I have a data scraping project that outputs data. It's built on a back end php threadding script that runs continuously on my computer, downloads data into a cached folder every ten mins, then WinSCP auto updates any changes in cache folder and automatically uploads it to the web. Then, when any user goes to my [url removed, login to view], site pulls data from the cache folder on the web.
I know how to scrape any basic text data, but not quite sure how to get some text that retains its original href link paths when clicked. In a beta test for a site I'm trying to scrape, I did discover how to get all contents in a given tag that had news headlines, and would output that data. It would output data like:
"Brady breaks silence on concussion comments
The Presidential hug: embracing personal diplomacy
Amtrak train derails in Washington State"
The cool thing is, I was also able to make it so those links were clickable on my site, and directed to the source website individual news site, which is perfect.
There's two issues however. 1, Images also are outputted from that site, which I don't want. So I need some code written in that IGNORES all scraped images. And 2, I can get the desired output on an individual .php file, but not quite sure how to format it in my php thread framework, and interacting with the cache file system I have set up.
So this project is quite simple, and small.
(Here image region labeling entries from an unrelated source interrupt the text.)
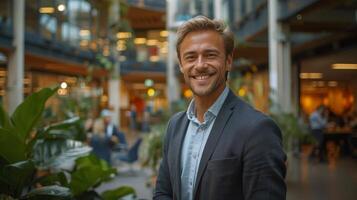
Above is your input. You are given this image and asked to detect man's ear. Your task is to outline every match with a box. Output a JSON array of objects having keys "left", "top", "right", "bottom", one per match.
[
  {"left": 179, "top": 65, "right": 183, "bottom": 73},
  {"left": 226, "top": 53, "right": 233, "bottom": 71}
]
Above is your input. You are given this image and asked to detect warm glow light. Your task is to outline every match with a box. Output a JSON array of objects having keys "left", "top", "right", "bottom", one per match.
[
  {"left": 300, "top": 73, "right": 322, "bottom": 79},
  {"left": 79, "top": 40, "right": 89, "bottom": 47},
  {"left": 57, "top": 88, "right": 68, "bottom": 96},
  {"left": 119, "top": 55, "right": 126, "bottom": 62},
  {"left": 146, "top": 40, "right": 158, "bottom": 46},
  {"left": 160, "top": 31, "right": 169, "bottom": 37},
  {"left": 117, "top": 44, "right": 126, "bottom": 51},
  {"left": 134, "top": 38, "right": 146, "bottom": 44},
  {"left": 327, "top": 81, "right": 338, "bottom": 87},
  {"left": 332, "top": 63, "right": 357, "bottom": 69},
  {"left": 183, "top": 89, "right": 193, "bottom": 99},
  {"left": 39, "top": 7, "right": 55, "bottom": 14},
  {"left": 238, "top": 88, "right": 247, "bottom": 97},
  {"left": 57, "top": 4, "right": 66, "bottom": 12},
  {"left": 147, "top": 88, "right": 155, "bottom": 97},
  {"left": 79, "top": 29, "right": 90, "bottom": 37},
  {"left": 150, "top": 56, "right": 160, "bottom": 62},
  {"left": 160, "top": 47, "right": 168, "bottom": 53},
  {"left": 61, "top": 82, "right": 68, "bottom": 89},
  {"left": 144, "top": 79, "right": 154, "bottom": 87},
  {"left": 100, "top": 95, "right": 108, "bottom": 102},
  {"left": 117, "top": 32, "right": 132, "bottom": 39}
]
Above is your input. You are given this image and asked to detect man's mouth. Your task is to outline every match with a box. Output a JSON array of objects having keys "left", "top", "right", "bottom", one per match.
[{"left": 192, "top": 74, "right": 211, "bottom": 80}]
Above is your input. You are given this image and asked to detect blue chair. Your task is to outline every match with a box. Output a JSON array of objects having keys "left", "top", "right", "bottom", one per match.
[{"left": 118, "top": 138, "right": 142, "bottom": 164}]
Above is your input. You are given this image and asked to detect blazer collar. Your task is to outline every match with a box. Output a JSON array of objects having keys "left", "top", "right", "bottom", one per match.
[
  {"left": 173, "top": 113, "right": 189, "bottom": 199},
  {"left": 192, "top": 90, "right": 238, "bottom": 199}
]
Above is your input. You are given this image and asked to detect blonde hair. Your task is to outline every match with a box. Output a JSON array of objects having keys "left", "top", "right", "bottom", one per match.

For a news website I wanted scraped, add php script that will pull the headlines from the main page, business news page, and technology news page. Remember I have some of this coding done already because I have a demonstration of scraping this site, but it doesn't work yet in my framework. I will hand over this code to you.
Additionally, this scrape must work with my php thread framework and cache folder system. The desired result is that on my site when user opens it, scraped headline news text appears on the site. User can click any of these links, and be directed to the actual news site story pages.
The framework is written, all you're doing is just modifying some code to make it fit, because I don't know how to do it properly myself.
Upon you possibly "applying" to this job, I will email you more details and my entire source code, so you can confirm you can accomplish the job before we agree. I will be paying via milestones. I will create the full milestone. The way we'll do it, is once you're done with the job, via team viewer you'll demonstrate in your environment that the project is working 100% and done. I'll then release 70% of the funds to you, and you send me the code. The last 30% will be released to you once I confirm through a day or two of testing that the new code 100% works in my environment. That is the way I worked on the last freelancer job I set up, and it worked out perfectly.